Şunu atlamadan söylemeliyim. Boğazın Üstünde 90’ların en sıradışı ve o kadar da en arada kalmış şarkılarından biri. Üstelik klip çılgınlığının yaşandığı dönemde öne çıkan iyi kliplerden birine sahip. Aynı zamanda gerçek bir İstanbul şarkısı ama turistik-otantik İstanbul şarkıları albümlerinde rastlayamayacağımız cinsten. Belki de şehir müziği denen olgunun karşılığı olarak gösterilebilecek türde bir İstanbul şarkısı. Hakan Kurşun’un farklı vokal tarzı, oluşturduğu olağanüstü sound ve çalınan gitarlar parçayı hit yapmasa da benim için unutulmaz yaptı.

1998’de ilk defa dinlediğim Boğazın Üstünde’nin yer aldığı Kaos’a 2004 yılında Beyazıt’ta sahafta rastladım. Şaşkınlıkla ve sevinçle albümü hemen almıştım. Boğazın Üstünde’ye tarihi yarımadada rastlamıştım. Bu da işin ironisiydi. Parçayı canlı dinlemek için Taner Öngür’ün de içinde yer aldığı 2008 Barışarock festivaline kadar beklemem gerekti. Hakan Kurşun çok nadir konser veriyordu ve bence büyük bir müzik olayıydı. Olayın tanıkları arasında sevgili dostum Serkan Seymen ve Murat Meriç de vardı. Buradan kendilerine selam yollamış olalım.

Hakan Kurşun müzisyen kimliklerinin yanında prodüktörlük yaptı. Uluslararası bir plak firmasının müdürlüğünü de yaptı. Müzik teknolojileri konusundaki yetkinliğini de yakından takip edenler bilir. Ancak şarkı yazarlığı tüm bunların arasında kalmış gibi görünür.

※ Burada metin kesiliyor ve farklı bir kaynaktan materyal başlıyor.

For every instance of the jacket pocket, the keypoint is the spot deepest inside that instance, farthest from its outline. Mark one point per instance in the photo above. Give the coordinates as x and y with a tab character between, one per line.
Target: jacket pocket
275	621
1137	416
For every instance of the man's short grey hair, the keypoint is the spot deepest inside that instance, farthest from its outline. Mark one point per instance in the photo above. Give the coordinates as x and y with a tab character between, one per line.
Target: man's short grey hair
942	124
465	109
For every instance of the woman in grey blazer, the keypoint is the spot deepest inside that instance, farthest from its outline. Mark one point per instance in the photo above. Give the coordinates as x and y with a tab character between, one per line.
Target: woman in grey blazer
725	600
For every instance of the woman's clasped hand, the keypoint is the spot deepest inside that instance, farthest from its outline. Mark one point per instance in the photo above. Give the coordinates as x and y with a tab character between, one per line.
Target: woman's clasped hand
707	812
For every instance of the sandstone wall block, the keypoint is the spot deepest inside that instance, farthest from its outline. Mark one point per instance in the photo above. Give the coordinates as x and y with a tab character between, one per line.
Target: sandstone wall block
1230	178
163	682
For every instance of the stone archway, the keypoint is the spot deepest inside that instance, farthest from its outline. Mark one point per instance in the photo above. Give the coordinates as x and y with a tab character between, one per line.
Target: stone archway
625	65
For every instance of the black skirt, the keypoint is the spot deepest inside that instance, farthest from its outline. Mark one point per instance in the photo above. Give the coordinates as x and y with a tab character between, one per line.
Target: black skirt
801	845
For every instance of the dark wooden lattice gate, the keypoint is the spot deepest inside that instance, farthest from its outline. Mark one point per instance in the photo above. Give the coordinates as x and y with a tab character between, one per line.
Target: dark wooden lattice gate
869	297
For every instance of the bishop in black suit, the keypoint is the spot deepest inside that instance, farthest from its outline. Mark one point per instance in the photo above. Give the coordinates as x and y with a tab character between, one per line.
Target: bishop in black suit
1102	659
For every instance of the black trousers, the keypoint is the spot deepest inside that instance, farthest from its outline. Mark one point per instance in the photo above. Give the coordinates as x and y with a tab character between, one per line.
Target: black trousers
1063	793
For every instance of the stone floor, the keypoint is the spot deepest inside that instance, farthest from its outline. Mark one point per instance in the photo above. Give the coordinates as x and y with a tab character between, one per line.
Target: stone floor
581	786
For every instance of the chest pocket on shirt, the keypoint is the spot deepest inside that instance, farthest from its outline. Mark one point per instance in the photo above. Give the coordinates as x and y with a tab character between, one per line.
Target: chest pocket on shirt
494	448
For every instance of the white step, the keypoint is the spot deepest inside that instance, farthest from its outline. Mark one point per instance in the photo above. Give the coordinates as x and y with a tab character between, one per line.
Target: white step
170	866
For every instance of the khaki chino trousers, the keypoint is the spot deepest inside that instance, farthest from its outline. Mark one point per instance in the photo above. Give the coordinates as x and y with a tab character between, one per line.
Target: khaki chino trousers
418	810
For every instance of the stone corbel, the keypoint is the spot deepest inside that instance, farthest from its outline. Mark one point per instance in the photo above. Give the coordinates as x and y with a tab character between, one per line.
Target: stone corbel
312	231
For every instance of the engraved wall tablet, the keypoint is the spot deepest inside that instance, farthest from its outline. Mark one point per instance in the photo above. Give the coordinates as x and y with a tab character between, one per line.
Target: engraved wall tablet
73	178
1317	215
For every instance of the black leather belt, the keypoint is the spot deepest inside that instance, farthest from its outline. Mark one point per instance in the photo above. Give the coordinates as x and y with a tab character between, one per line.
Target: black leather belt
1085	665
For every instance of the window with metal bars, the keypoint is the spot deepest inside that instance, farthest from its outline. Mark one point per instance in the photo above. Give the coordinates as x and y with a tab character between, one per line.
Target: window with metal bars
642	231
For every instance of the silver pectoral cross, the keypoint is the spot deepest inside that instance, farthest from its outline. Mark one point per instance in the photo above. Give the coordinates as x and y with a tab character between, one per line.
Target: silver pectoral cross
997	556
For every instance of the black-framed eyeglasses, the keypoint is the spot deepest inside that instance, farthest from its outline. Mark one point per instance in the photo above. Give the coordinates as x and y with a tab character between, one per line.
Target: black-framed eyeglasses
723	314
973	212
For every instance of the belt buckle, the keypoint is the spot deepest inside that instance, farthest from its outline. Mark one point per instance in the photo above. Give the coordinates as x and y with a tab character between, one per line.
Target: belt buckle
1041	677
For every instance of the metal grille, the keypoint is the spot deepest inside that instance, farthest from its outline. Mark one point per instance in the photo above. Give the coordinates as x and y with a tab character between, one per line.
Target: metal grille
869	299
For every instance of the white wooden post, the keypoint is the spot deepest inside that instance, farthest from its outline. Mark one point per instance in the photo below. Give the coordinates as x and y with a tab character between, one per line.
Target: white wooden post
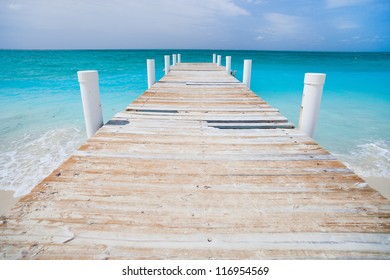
228	64
247	72
311	101
167	61
173	59
150	65
90	96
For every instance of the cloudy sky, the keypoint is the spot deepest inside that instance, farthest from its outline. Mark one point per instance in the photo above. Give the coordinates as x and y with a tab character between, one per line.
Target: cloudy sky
335	25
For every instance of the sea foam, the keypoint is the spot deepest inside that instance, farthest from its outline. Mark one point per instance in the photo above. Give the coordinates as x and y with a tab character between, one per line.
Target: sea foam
371	159
30	158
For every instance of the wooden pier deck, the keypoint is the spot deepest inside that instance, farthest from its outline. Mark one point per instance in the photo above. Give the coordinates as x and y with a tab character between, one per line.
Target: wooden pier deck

Son yıllarda internet ve sosyal medya aracılığıyla Hakan Kurşun daha görünür oldu. 2003 yılında Kütle, 2016 yılında Kuark, 2017’de Pearl Bracelet isimli albümler yayınladı. Yakın zamanda da oyuncu Mehmet Günsur’la çevre felaketlerine dikkat çeken What Eye See’yi yaptı. Sportify’dan bütün külliyatına ulaşmak mümkün.

Son söz: 20 yılı geçti ve Boğazın Üstünde’nin yeri ayrı. Herkesin bilmemesi onu daha olağanüstü kılıyor.